Mozilla 1.0 was released on June 5, 2002, after more than four years of development as an open source project. This book was written so that all examples will work with this release and any 1.0.x maintenance release.

After the 1.0 release, two main development branches of Mozilla were created. The stable, long-lived 1.0 branch is dedicated to fixing bugs in the code of the 1.0 release. From this branch, periodic maintenance releases are labeled as Version 1.0.x. Every 1.0.x release is designed to be fully compatible with (though less buggy than) the original 1.0 release.

The other development branch is from the Mozilla CVS trunk. New releases from this development effort are labeled as 1.x and may include new features, changes to architecture, or other additions that help Mozilla evolve as a project.

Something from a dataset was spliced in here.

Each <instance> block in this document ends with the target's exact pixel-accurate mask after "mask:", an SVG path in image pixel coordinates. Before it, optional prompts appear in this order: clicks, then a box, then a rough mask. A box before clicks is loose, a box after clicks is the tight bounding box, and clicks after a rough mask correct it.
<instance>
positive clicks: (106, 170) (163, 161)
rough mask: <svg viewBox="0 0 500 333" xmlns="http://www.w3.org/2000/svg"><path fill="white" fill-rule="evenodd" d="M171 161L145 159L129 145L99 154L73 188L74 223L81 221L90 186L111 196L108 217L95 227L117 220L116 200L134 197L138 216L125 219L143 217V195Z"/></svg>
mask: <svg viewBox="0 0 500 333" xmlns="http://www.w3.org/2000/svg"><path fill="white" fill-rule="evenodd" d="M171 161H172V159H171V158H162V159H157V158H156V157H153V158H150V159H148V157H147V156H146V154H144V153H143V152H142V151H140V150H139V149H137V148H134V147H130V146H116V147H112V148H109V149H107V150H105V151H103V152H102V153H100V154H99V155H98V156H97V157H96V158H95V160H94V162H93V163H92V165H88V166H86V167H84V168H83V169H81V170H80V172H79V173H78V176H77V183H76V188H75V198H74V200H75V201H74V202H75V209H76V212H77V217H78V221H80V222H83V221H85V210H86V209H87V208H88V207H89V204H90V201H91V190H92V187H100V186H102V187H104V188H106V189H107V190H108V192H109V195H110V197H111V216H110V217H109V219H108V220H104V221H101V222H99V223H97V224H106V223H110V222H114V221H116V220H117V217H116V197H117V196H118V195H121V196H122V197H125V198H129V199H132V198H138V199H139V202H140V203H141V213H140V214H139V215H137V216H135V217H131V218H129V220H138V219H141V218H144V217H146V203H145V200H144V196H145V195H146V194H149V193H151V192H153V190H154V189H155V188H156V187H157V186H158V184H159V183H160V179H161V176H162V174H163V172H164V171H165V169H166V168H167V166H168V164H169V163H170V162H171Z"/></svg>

These new 1.x releases may not be fully compatible with applications created to work with Mozilla 1.0 and the 1.0.x releases, but mozilla.org made a commitment to preserve frozen API compatibility (including XUL and XBL syntax) throughout the 1.x series until a future 2.0 release. See http://www.mozilla.org/roadmap/mozilla-1.0.html for details.

Because Mozilla itself is under active development, applications built on the framework may be affected when new versions of Mozilla are released. We recommend that you refer to mozilla.org's development road map for the latest information about the state of Mozilla; see http://www.mozilla.org/roadmap.html.

We also recommend that you use Mozilla 1.0.x versions when working with examples in this book. We encourage you to use the latest 1.x release as well so you can stay involved with the latest and greatest that Mozilla has to offer.